What about race pace training for the mind? How does an athlete incorporate effective thoughts during a race pace training? It starts by understanding that thoughts are like a traffic light.
Red thoughts dwell on what is wrong. Some examples include “I hurt”, “I am tired”, or “this is too hard”.
Green thoughts are helpful. “I am strong”, “I can do this”, “Go”.
Yellow thoughts are neutral, which means non-judgmental thoughts. Examples: counting steps, focusing on a physical task (swinging arms), or breathing.
Knowing that thoughts can switch in an instant it is helpful to create a list of your personal red, green and yellow thoughts. Once this list is created you can incorporate the green and yellow thoughts into your race pace training. The red thoughts do not need to be avoided, just recognized, labeled and switched to a yellow (action) or green (I can) thought.

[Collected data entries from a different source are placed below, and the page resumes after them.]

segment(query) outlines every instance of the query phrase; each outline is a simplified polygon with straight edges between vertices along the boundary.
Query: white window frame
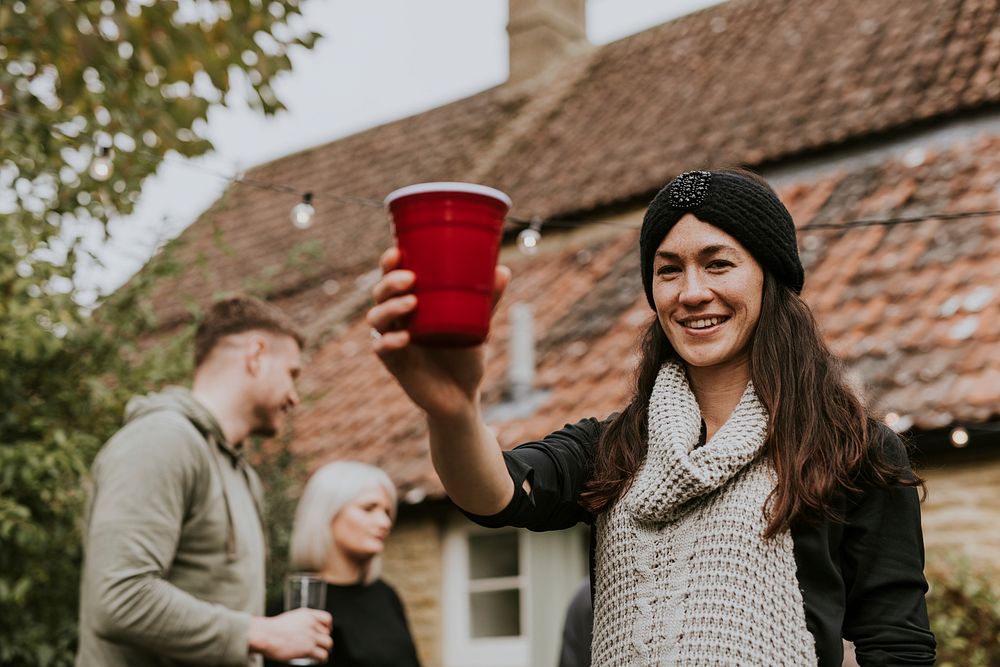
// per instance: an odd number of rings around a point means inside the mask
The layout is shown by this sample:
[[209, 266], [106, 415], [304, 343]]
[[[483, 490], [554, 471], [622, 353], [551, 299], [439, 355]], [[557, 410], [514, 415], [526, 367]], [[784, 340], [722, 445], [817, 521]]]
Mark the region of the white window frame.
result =
[[[474, 582], [469, 579], [469, 537], [496, 531], [517, 534], [516, 577]], [[445, 667], [531, 667], [531, 581], [526, 531], [516, 528], [482, 528], [464, 517], [450, 522], [445, 531], [443, 558], [443, 653]], [[469, 595], [473, 592], [520, 589], [520, 627], [517, 637], [471, 636]]]

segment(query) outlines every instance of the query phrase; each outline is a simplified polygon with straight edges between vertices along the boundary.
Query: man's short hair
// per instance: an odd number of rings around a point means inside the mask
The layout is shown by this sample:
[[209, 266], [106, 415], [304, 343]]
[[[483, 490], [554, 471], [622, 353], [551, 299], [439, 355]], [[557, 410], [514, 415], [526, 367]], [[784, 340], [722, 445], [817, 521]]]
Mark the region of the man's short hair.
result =
[[219, 341], [244, 331], [267, 331], [295, 339], [305, 347], [305, 337], [277, 306], [251, 296], [237, 296], [212, 305], [194, 335], [195, 368], [204, 363]]

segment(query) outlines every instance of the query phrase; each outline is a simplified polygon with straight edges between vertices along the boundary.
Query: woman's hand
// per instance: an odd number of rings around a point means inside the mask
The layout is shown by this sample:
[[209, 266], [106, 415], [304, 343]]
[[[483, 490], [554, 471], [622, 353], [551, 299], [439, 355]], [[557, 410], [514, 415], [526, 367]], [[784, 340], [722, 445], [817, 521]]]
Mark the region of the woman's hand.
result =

Mental Focus action steps to train the brain:
1. Keep a journal for race pace training days. Jot down the different type of thoughts that arise.
Green, yellow and red.
2. Before you begin the race pace training, prep your mind with your green word(s). Spend 30 seconds repeating the word over and over. Feel the word in your body.
3. When red thoughts arise. Label them as red thoughts. Find an action to focus on and bring back your green word as a motivation.
Train your body at race pace and invite your brain to do the same and you will see the benefit of mental exercise in your performance.